Yakowa's remains |
The remains of the Late Governor of Kaduna State, Patrick Yakowa, and that of his aide and friend, Dauda Tsoho, arrived in Kaduna airport aboard a Nigerian Air Force cargo plane at 2.45pm on Tuesday.
The bodies were received by hundreds of wailing sympathisers who thronged the airport.
Bodies of the late governor as well as those of other four, out of the six victims of Saturday’s naval helicopter crash in Okorobo, Bayelsa State, had been airlifted from Yenagoa aboard a Nigerian Air Force Super Puma Helicopter marked NAF 567 at 11.45am.
The other bodies that left Yenagoa alongside that of Yakowa and Tsoho were those of an ex-National Security Adviser Gen. Owoye Azazi’s bodyguard, Warrant Officer Mohammed Kamal; and the two naval pilots, Commander Murtala Mohammed Daba, and Lt. Adeyemi Sowole.
The PUNCH learnt that the NAF aircraft stopped at the Port Harcourt airport in Rivers State where the bodies were flown to different destinations in different aircrafts.
Yakowa and the four, as well as Azazi, were victims of the crashed Augusta 109 Naval Helicopter in Okoroba, Bayelsa State, on Saturday.
They met their death while returning from the burial of the father of President Goodluck Jonathan’s aide, Oronto Douglas. Douglas is Jonathan’s Adviser on Research, Documentation and Strategy.
The remains of Azazi, an indigene of Bayelsa, were however left in the mortuary of the Federal Medical Centre, Yenagoa, for burial on a date yet to be announced by the government.

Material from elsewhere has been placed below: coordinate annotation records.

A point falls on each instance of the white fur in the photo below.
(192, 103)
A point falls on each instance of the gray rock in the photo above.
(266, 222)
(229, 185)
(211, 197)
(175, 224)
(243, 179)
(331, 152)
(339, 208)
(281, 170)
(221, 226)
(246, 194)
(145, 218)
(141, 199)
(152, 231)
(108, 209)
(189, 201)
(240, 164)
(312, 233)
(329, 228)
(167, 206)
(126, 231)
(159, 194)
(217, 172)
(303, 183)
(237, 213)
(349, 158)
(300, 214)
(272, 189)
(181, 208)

While the bodies of Yakowa and Tsoho were airlifted from Port Harcourt to Kaduna, those of Daba and Sowole were taken to their respective home states in Kano and Lagos.
Two black caskets with silver handles bore Yakowa’s and Tsoho’s remains while three brown caskets with golden handles contained the bodies of three others.
The caskets which were covered with the Nigerian flags were accompanied by Bayelsa State Governor Seriake Dickson; his wife, Rachel; Deputy Governor John Douglas; a former governor of the state, Diepreye Alameiseigha; commissioners and other members of the state executive council.
At the special valedictory session in honour of Yakowa at the Executive Chambers of the Government House before the late governor’s remains departed the state, were also the Flag Officer Commanding, Central Naval Command, Rear Admiral Johnson Olutoyin; commanders of the Air Force Mobility Command, the Joint Task Force, and the state Commissioner of Police, Mr. Kingsley Omire, among others.
Dickson poured encomiums on the late Yakowa, describing him as a bridge builder and humble governor.
Some chieftains of the Peoples Democratic Party, including the aides of the late Yakowa, attended the ceremony.
Dickson, who said Yakowa died in active service, added that his death should encourage people to live in peace and harmony.
In Kaduna, children, women as well as men wailed as the delegation from Bayelsa State, led by Alamieseigha, formally handed over the corpses of Yakowa and his aide to top Kaduna State government functionaries.
At the Kaduna airport to receive the corpses were the new Governor of the state, Mukhtar Yero; Yakowa’s widow, Amina; Senator Danjuma Goje; Senator Bola Saraki; and top state functionaries.
The Catholic Archbishop of Kaduna Diocese, Archbishop Matthew Man Oso Ndagoso; and the Catholic Bishop of Zaria, Rev George Jonathan Dodo, took turns to pray for the remains of the late governor and his aide before the caskets were transferred into an Hilux ambulance.
From the airport, the two golden caskets were driven in a motorcade through the Nnamdi Azikiwe Western Bypass to the Saint Gerard Catholic Hospital where the corpses were deposited in the mortuary.
The Senate President, David Mark, in company with his wife, Helen, was at the St. Gerard Hospital. He later proceeded to the Government House to pay condolence to Yakowa’s family.
The late governor is expected to be buried on Thursday in his home town, Fadan Kagoma in Jema’a Local Government Area of the state.
Meanwhile, one of the soldiers that moved the bodies of Yakowa and the others from the morgue into the helicopter slumped shortly after the assignment, thus causing panic and anxiety among those at the venue.
The state medical team however revived the soldier, whose name could not be ascertained, several minutes after.
The collapsed soldier was among the two groups of soldiers who took turns to lift the caskets bearing the bodies of the victims into the Air Force helicopter.
Each group, under the command of a parade commander, was made up of six soldiers.
The collapsed soldier who apparently was exhausted after the assignment slumped and was immediately rushed into an ambulance belonging to the Nigerian Air Force Mobility Command at 10.40am.
The ambulance consequently rushed the soldier to the Government House Medical Centre, where a medical team battled to revive him.